Thinking on your feet to get the winning shot
Photographers are known for packing tonnes of gear, so I asked Paul if there was ever a time when he had to think on his feet to get a shot:
“The first time I travelled to Hudson Bay, I carried more than 225 kg of gear: Everything from an inflatable Zodiac boat and outboard motor to camping gear, bear fence and 12-gauge shotgun loaded with noisemaker shells. I looked like a homeless, survivalist hoarder. So I spent a couple of weeks taking the small, loaded dinghy 48 km from land, out to the sea ice edge in search of polar bears.”

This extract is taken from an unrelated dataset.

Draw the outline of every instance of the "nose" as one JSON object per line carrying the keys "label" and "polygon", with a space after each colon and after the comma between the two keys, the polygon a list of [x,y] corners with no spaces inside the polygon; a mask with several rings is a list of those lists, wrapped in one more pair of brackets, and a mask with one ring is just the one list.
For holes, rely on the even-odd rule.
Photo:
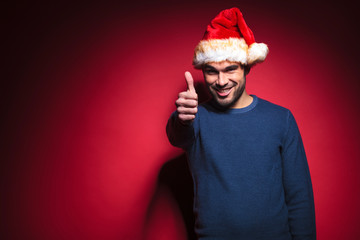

I spotted a polar bear heading toward the water and followed from a distance. She finally relaxed and grew curious, and eventually, less than 10 m, then 5 m separated us. She swam parallel to the boat and I tried to hang a camera off a nearly 2 m-long pole for a wide-angle, water’s level view. I was steering and operating the outboard with one hand, trying to operate the camera with my other and somehow brace the pole against my legs. It was about as easy and graceful as it sounds! I managed to dunk the camera and it’s Pocket Wizard remote into the salt water, killing both.
I had another body, but had to hard-wire a shutter release trigger in a hurry, so I tore the remote cable apart with my teeth then spliced the wires together by hand. The polar bear swam beneath a pan of ice, I held out the pole and somehow the whole thing managed to work. It was only later that I realised it would be the best picture of my 30-year career. And it all hinged on a piece of wire worth a few pennies.”